Juniorchefin Patricia Robinson.

Nippes – „Alles hat eben seine Zeit“, bilanziert Patricia Robinson, Junior-Chefin der Veedels-Institution „Zum Kornbrenner“. „Wir waren 35 Jahre hier drin, mit allen Höhen und Tiefen. Dass es vorbei ist, ist sehr traurig, und ich werde meine Gäste vermissen – aber nun muss man einen Neuanfang machen.“

Genau 100 Tage, nachdem Patricia und ihre Mutter Lydia Robinson das Ende der Gaststätte angekündigt hatten, hieß es jetzt für viele langjährige Gäste, persönlich Adieu zu sagen. Weit mehr als 100 kamen zum großen Abschied in die altehrwürdigen Räume; viele hatten Geschenke und Blumen für die Wirtinnen dabei. Es herrschte eine sehr schöne Stimmung, zugleich aber mit deutlich wehmütigem Anklang.

Pachtvertrag lief aus

Wer mochte, konnte auf ausliegenden Zetteln eine Widmung hinterlassen; aus den Werken der Besucher will der Buchladen Neusser Straße ein Gästebuch für die Wirtinnen binden. Mit dem Lokal hat die Buchhandlung seit Jahren zusammengearbeitet: Nach Ladenschluss konnte man auf Wunsch die Bestellungen auch in der Kneipe abholen.

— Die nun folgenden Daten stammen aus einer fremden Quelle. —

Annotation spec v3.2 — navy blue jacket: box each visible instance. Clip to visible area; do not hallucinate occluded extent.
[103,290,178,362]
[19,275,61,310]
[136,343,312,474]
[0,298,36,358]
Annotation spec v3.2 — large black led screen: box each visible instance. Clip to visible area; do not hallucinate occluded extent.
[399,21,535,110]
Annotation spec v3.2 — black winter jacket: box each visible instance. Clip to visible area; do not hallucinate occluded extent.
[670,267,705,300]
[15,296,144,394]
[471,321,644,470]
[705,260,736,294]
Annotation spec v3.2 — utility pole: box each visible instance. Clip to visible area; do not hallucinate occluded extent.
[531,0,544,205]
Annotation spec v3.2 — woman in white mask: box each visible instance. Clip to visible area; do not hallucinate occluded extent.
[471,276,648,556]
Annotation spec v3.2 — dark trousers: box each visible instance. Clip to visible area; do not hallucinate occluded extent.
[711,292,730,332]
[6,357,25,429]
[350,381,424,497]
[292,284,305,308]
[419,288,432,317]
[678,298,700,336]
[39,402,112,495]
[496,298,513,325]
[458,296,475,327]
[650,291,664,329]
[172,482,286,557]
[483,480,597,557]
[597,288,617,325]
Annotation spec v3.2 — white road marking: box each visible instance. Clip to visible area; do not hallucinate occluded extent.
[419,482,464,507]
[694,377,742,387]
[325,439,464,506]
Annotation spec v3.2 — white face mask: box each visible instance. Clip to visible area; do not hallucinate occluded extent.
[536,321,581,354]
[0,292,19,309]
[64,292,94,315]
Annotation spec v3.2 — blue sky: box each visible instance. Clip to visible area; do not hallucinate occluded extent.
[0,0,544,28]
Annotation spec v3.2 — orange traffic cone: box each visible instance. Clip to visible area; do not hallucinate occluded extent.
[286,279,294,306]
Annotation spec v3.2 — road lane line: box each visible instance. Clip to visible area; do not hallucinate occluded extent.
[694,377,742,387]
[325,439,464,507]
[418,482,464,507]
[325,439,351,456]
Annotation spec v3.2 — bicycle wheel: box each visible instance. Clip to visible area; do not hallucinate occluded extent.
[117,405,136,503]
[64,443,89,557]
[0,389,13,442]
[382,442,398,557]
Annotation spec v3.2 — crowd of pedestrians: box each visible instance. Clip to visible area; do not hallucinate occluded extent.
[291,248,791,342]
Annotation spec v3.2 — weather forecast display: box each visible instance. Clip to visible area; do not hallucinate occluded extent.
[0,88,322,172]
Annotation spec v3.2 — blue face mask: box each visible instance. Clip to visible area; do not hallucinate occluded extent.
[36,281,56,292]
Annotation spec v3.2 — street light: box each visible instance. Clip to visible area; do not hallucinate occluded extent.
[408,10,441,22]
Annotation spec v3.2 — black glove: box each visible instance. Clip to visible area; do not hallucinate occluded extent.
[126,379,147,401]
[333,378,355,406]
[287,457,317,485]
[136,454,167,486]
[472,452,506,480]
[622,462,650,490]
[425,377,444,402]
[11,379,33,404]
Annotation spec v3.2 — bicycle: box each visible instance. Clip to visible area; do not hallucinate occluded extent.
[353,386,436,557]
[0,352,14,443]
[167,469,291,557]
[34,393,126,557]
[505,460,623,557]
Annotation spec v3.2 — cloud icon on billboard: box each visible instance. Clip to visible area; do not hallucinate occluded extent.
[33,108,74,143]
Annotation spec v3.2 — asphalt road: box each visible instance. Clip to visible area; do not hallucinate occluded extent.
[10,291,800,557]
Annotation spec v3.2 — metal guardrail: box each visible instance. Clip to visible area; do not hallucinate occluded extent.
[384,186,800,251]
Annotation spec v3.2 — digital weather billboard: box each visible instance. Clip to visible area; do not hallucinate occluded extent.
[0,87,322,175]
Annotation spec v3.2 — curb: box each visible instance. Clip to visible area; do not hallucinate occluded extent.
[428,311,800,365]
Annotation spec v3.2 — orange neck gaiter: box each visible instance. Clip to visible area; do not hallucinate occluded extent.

Im Juni hatten die Robinsons entschieden, den Pachtvertrag mit der Sünner-Brauerei nicht mehr zu verlängern. Denn die Mutter, die auch künftig in der Etage über den Gasträumen wohnen wird, konnte wegen ihres chronischen Lungenleidens nicht mehr im Lolal arbeiten; allein wollte Patricia Robinson die Wirtschaft nicht mehr weiterführen – zumal eine Übernahme der Konzession von ihrer Mutter umfangreiche Renovierungen bedeutet hätte.

Und auch sie ist zurzeit angeschlagen: Vor fünf Wochen erlitt sie einen schweren Arbeitsunfall, bei dem sie sich an einem Auge schwer verletzte. „Aber mein Team ist danach eingesprungen – und genau das machte den Kornbrenner aus. Wir waren alle eine richtige Familie. Meinen Mitarbeitern möchte ich danken für den Einsatz.“

Älteste bestehende Gaststätte in Nippes

Laut dem Nippeser Archiv für Stadtteilgeschichte war der Kornbrenner die vermutlich älteste bestehende Gaststätte in Nippes. Der erste Adressbuch-Eintrag stammt von 1874, wahrscheinlich gab es die Kneipe – einst die Dampf-Kornbranntwein-Brennerei von Theodor Töller – aber schon in den 1860er Jahren.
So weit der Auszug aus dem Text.